For more information, please see the DS website, https://diversity.umn.edu/disability/.
Mental Health and Stress Management:
As a student you may experience a range of issues that can cause barriers to learning, such as strained relationships, increased anxiety, alcohol/drug problems, feeling down, difficulty concentrating and/or lack of motivation. These mental health concerns or stressful events may lead to diminished academic performance and may reduce your ability to participate in daily activities. University of Minnesota services are available to assist you. You can learn more about the broad range of confidential mental health services available on campus via the Student Mental Health Website: http://www.mentalhealth.umn.edu.
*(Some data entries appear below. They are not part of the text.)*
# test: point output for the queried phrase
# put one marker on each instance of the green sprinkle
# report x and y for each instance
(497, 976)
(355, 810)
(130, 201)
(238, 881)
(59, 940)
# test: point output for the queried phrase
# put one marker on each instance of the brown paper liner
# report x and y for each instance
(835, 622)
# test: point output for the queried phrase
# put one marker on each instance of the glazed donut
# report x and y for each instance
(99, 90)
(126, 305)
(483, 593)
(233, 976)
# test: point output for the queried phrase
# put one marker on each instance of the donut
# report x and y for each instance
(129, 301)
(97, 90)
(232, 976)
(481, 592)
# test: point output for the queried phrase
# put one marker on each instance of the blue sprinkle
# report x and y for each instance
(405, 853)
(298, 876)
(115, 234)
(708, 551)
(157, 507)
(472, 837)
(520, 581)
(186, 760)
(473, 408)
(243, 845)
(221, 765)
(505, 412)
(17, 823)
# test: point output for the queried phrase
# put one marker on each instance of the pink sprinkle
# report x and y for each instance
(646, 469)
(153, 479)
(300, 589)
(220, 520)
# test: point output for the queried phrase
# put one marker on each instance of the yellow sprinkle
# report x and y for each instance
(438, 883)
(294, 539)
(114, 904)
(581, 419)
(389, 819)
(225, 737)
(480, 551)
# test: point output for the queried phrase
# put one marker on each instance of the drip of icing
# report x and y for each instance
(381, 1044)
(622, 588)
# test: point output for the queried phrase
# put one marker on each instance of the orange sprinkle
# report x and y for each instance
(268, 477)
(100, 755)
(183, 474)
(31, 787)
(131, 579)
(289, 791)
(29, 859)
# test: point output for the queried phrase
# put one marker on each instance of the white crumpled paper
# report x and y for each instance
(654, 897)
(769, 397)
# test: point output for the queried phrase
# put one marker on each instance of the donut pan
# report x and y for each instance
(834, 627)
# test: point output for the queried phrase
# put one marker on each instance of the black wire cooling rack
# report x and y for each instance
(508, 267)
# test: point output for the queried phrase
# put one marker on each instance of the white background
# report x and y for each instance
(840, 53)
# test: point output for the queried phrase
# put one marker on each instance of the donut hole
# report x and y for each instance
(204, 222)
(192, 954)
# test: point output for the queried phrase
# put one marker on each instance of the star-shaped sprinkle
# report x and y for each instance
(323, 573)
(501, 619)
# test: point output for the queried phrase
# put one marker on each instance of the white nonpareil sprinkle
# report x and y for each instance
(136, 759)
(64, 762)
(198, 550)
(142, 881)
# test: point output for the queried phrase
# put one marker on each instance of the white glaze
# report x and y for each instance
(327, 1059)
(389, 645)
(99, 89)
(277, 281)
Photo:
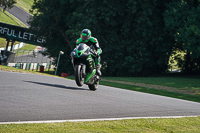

Academic Freedom and Responsibility
Academic freedom is a cornerstone of the University. Within the scope and content of the course as defined by the instructor, it includes the freedom to discuss relevant matters in the classroom. Along with this freedom comes responsibility. Students are encouraged to develop the capacity for critical judgment and to engage in a sustained and independent search for truth. Students are free to take reasoned exception to the views offered in any course of study and to reserve judgment about matters of opinion, but they are responsible for learning the content of any course of study for which they are enrolled.*
Reports of concerns about academic freedom are taken seriously, and there are individuals and offices available for help. Contact the instructor, the Department Chair, your adviser, the associate dean of the college, or the Vice Provost for Faculty and Academic Affairs in the Office of the Provost.
* Language adapted from the American Association of University Professors “Joint Statement on Rights and Freedoms of Students”.